Speaking recently at the Hay Festival in the UK, biographer Richard Holmes attacked the “dangerous” division between the arts and the sciences, warning that the split could be fatal in the face of global warming. Fifty years ago the British novelist and scientist C P Snow gave a famous lecture, The Two Cultures, which pointed to a breakdown of communication between the sciences and the humanities. I was a young man at the time and can remember thinking it characterised my position adequately enough. I was reasonably well informed in literature, history and theology but had very sparse knowledge when it came to the sciences. I’ve tried over the years since to get better acquainted with the major themes of science, but it’s pretty well in the nature of things that there’s no easy path from the humanities to the sciences. Traffic the other way flows much more readily and many scientists are very much at home in both worlds.

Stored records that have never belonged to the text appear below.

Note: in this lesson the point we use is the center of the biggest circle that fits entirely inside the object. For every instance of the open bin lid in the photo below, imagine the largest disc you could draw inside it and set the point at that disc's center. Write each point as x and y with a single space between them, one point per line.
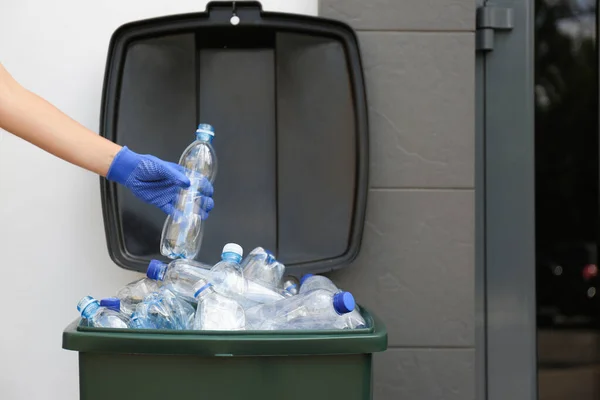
286 96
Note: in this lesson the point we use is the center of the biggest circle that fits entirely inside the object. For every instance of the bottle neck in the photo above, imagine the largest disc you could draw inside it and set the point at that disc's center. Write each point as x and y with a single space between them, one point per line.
231 257
162 272
204 291
204 137
90 310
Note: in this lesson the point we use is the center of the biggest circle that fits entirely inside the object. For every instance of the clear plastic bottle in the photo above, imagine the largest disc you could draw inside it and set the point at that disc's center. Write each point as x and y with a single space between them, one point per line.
179 276
100 317
112 303
229 279
310 282
163 310
289 285
216 312
261 267
317 304
183 231
134 293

“A good many times I have been present at gatherings of people who, by the standards of the traditional culture, are thought highly educated and who have with considerable gusto been expressing their incredulity at the illiteracy of scientists. Once or twice I have been provoked and have asked the company how many of them could describe the Second Law of Thermodynamics, the law of entropy. The response was cold: it was also negative. Yet I was asking something which is about the scientific equivalent of: ‘Have you read a work of Shakespeare’s?’ C.P. Snow
Richard Holmes urges us not to accept the notion of two cultures. We all have a duty to try to understand the scientific discoveries of the modern age. Incomprehension is not acceptable. He has followed his own advice. Last year he had a book published on 18th century scientists The Age of Wonder. Like many literary people he had always accepted that he knew nothing about science and initially wondered whether he would be able to explain it in his book. But he discovered many of the scientists wrote beautifully and, while it helped that there wasn’t too much maths involved, he was able to get a grasp of the subject — very successfully, to judge by the reviews.
Today the whole question has taken on a new urgency. He said in his address at Hay:
“The elephant in the room is what is happening to the planet, and it’s scientific people who can tell us why the ice caps are melting. It’s for all of us as citizens to understand science so proper decisions can be made. We need a complete understanding.”

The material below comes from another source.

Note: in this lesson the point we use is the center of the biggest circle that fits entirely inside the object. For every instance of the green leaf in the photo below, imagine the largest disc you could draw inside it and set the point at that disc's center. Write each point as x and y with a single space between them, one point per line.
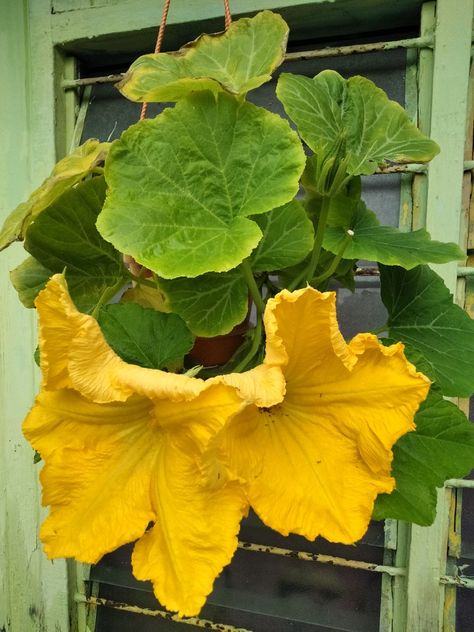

Novelist Ian McEwan can be cited as a good example of writer who has always maintained a strong interest in science. It is reflected in the powerful article he wrote for the Guardian in November hailing Barack Obama as the only one likely to be able to unite humanity in the life-or-death struggle against climate change (covered at Hot Topic here). The article took extra strength from the understanding of climate science he drew on.
Holmes describes it as a two-way process. Science needs to be able to describe itself to us, and we need to understand and listen and read. Science is explaining itself to us, as I for one have readily been able to discover. One may always hope for more, but there is plenty already published and accessible, as many of the book reviews on Hot Topic attest. It seems to me that it’s the requirement of the rest of us to understand and listen and read that is not yet being adequately met. That really is a duty at least for those who aspire to political leadership, for the news media, and for anyone who takes their citizenship of the planet seriously.